Mais que nous importe, après tout, que ce verset, que ce chapitre ait été écrit par Moïse, ou par Samuel, ou par le sacrificateur qui vint à Samarie, ou par Esdras, ou par un autre ? En quoi notre gouvernement, nos lois, nos fortunes, notre morale, notre bien-être, peuvent-ils être liés avec les chefs ignorés d’un malheureux pays barbare, appelé Édom ou Idumée, toujours habité par des voleurs ? Hélas ! ces pauvres Arabes, qui n’ont pas de chemises, ne s’informent jamais si nous existons : ils pillent des caravanes et mangent du pain d’orge ; et nous nous tourmentons pour savoir s’il y a eu des roitelets dans ce canton de l’Arabie Pétrée avant qu’il y en eût dans un canton voisin, à l’occident du lac de Sodome !

O miseras hominum mentes ! o pectora Cæca !

(Lucret., II, v. 14.)


  1. Dans l’édition in-12 de 1765 du Dictionnaire philosophique, l’article commençait ainsi :

    « Nous ne préviendrons point ici ce que nous disons de Moïse à son article ; nous suivrons quelques principaux traits de la Genèse l’un après l’autre.

    « Au commencement, etc. »

    La version actuelle est des Questions sur l’Encyclopédie, sixième partie, 1771 et 1774. (B.)

  2. 1765 : « Et ces vieux préjugés furent la seule science des Juifs. « La terre était tohu-bohu, etc. » (B.)
  3. Les dix derniers mots de cet alinéa ne sont pas dans l’édition de 1765, ni dans celle de 1769 ; Voltaire, dans les Questions sur l’Encyclopédie, en 1771, mit : « Leurs idées empruntées des autres peuples. » La version actuelle est de 1774. (B.)
  4. L’édition de 1765 porte : « Fleuve d’Afrique.
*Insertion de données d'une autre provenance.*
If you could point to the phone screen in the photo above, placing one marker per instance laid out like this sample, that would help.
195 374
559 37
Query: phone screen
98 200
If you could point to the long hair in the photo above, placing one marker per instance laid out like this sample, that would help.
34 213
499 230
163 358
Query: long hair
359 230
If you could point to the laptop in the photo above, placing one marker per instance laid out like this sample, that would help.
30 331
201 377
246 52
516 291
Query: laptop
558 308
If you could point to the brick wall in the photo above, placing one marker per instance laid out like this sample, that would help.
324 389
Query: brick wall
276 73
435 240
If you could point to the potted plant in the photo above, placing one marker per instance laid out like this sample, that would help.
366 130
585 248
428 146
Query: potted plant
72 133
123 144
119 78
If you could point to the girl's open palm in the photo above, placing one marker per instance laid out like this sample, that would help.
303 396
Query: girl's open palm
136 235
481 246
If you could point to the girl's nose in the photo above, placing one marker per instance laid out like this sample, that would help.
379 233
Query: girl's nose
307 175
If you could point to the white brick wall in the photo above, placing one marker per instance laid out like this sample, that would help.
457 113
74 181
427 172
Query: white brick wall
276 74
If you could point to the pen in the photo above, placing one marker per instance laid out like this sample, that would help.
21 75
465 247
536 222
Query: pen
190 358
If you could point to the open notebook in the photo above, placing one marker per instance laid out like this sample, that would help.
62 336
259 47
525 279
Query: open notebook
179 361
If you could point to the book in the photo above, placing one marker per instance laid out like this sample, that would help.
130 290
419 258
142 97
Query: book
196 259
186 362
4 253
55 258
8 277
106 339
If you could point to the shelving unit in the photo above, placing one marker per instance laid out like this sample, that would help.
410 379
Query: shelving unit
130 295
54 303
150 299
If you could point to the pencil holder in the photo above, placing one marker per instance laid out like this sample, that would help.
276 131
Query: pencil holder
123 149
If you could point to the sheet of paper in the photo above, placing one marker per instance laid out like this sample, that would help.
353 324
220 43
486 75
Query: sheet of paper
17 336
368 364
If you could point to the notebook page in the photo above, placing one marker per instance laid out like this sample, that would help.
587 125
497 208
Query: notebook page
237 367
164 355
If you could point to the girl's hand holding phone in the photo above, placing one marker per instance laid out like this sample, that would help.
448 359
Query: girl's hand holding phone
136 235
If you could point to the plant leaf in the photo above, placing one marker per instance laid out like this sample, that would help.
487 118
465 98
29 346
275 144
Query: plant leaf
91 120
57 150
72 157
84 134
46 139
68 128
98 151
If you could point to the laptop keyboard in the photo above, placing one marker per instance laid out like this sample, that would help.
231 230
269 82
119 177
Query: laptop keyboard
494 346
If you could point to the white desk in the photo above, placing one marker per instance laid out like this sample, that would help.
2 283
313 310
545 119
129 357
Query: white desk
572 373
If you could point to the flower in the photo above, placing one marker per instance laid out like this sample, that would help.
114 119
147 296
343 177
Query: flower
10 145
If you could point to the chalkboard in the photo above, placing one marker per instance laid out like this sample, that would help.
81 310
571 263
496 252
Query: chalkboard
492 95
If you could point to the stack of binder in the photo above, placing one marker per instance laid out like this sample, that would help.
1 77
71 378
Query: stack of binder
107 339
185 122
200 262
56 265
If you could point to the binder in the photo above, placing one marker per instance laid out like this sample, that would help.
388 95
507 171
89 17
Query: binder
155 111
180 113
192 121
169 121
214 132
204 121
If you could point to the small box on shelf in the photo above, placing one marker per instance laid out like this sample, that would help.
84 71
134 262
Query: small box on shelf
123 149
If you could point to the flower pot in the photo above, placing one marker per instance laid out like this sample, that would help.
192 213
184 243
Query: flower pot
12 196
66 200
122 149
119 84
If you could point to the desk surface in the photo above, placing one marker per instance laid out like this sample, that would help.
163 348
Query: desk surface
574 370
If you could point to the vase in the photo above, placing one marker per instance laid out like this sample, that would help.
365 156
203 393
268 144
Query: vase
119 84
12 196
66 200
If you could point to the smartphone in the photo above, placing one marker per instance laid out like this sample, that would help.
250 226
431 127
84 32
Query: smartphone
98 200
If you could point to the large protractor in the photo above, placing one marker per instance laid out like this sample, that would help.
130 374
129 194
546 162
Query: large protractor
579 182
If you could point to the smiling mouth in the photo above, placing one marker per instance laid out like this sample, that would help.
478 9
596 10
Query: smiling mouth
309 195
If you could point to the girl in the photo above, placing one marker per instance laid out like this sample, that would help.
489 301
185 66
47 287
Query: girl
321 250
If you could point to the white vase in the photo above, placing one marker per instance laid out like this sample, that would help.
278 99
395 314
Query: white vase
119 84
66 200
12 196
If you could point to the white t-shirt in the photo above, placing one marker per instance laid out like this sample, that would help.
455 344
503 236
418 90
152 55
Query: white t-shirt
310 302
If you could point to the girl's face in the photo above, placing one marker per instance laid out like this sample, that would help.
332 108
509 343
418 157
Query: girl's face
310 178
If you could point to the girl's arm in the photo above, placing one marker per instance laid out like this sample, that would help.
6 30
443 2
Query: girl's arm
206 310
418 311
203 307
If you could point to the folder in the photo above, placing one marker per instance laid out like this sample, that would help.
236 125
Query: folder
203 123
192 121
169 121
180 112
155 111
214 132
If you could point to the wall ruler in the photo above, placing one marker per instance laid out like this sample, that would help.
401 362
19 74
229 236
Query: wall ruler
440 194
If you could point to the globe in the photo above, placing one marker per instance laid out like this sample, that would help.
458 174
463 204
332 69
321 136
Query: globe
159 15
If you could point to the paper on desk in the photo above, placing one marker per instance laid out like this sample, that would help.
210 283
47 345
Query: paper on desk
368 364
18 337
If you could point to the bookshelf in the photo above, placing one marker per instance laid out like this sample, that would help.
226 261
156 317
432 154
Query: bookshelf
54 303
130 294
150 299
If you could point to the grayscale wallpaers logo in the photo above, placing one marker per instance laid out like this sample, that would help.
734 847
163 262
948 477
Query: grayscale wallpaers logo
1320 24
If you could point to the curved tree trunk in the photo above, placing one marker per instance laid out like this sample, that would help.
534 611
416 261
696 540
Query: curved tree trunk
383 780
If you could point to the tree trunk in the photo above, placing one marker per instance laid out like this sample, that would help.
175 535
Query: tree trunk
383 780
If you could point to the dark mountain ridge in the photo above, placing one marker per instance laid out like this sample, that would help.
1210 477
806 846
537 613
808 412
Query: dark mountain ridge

Au reste, le jardin d’Éden est visiblement pris des jardins d’Éden à Saana, dans l’Arabie Heureuse, fameuse dans toute l’antiquité. Les Hébreux, peuple très-récent, étaient une horde arabe. Ils se faisaient honneur de ce qu’il y avait de plus beau dans le meilleur canton de l’Arabie. Ils ont toujours employé, etc. » La version actuelle est de 1771, dans les Questions sur l’Encyclopédie. (B.)
  5. Les uns ont dit que le Guihon était l’Oxus ; les autres, que le Phison était le Gange ; d’autres, que les quatre fleuves étaient l’Irabatti, le Gange, l’Indus et le Schat-al-arab, etc. Mais on s’accorde généralement à dire que le pays d’Hévilath ou de Havila désigne l’Inde, qui, de tout temps, fut riche en or et en pierres précieuses. (G. A.)
  6. La fin de cette phrase ne fut ajoutée qu’en 1771. (B.)
  7. Les deux phrases qui terminent cet alinéa furent ajoutées, la première en 1771, la seconde en 1774. (B.)
  8. En 1765 il y avait : « On ne conçoit guère que la multiplication des grossesses soit une punition. » La version actuelle est de 1771.(B.)
  9. Cette phrase fut ajoutée en 1771. (B.)
  10. L’édition de 1765 porte : « Il faut renoncer au sens commun pour ne pas convenir que les Juifs. » Le texte actuel date de 1771. (B.)
  11. Dans l’édition de 1763 du Dictionnaire philosophique, cet alinéa se terminait ici ; et immédiatement après venait celui qui commence par : « Les dieux, Éloïm, etc. » La fin de l’alinéa fut ajoutée en 1771, et ce qui le suit, en 1774. (B.)
  12. Cette phrase fut ajoutée en 1771. (B.)
  13. Voyez l’article Déluge. (Note de Voltaire.)
  14. Cette phrase fut ajoutée en 1771. (B.)
  15. Le reste de l’alinéa est une addition de 1771. (B.)
  16. Les quatre alinéas qui suivent sont aussi de 1771. (B.)
  17. Voyez sur ce passage l’article Babel. (Note de Voltaire.)
  18. Cet alinéa ne fut ajouté qu’en 1774 (B.)
  19. Cet alinéa, addition de 1771, commençait alors par : « Il suffit, etc. » (B.)
  20. En 1765 il y avait : « Quelques célèbres Pères, etc. » La version actuelle est de 1771. (B.)
  21. Fin de l’article en 1765 ; l’alinéa qui suit fut ajouté en 1771, et tout le reste en 1774. (B.)
  22. Conjectures sur les mémoires originaux dont il paraît que Moïse s’est servi pour composer la Genèse, 1753, in-12. (B.)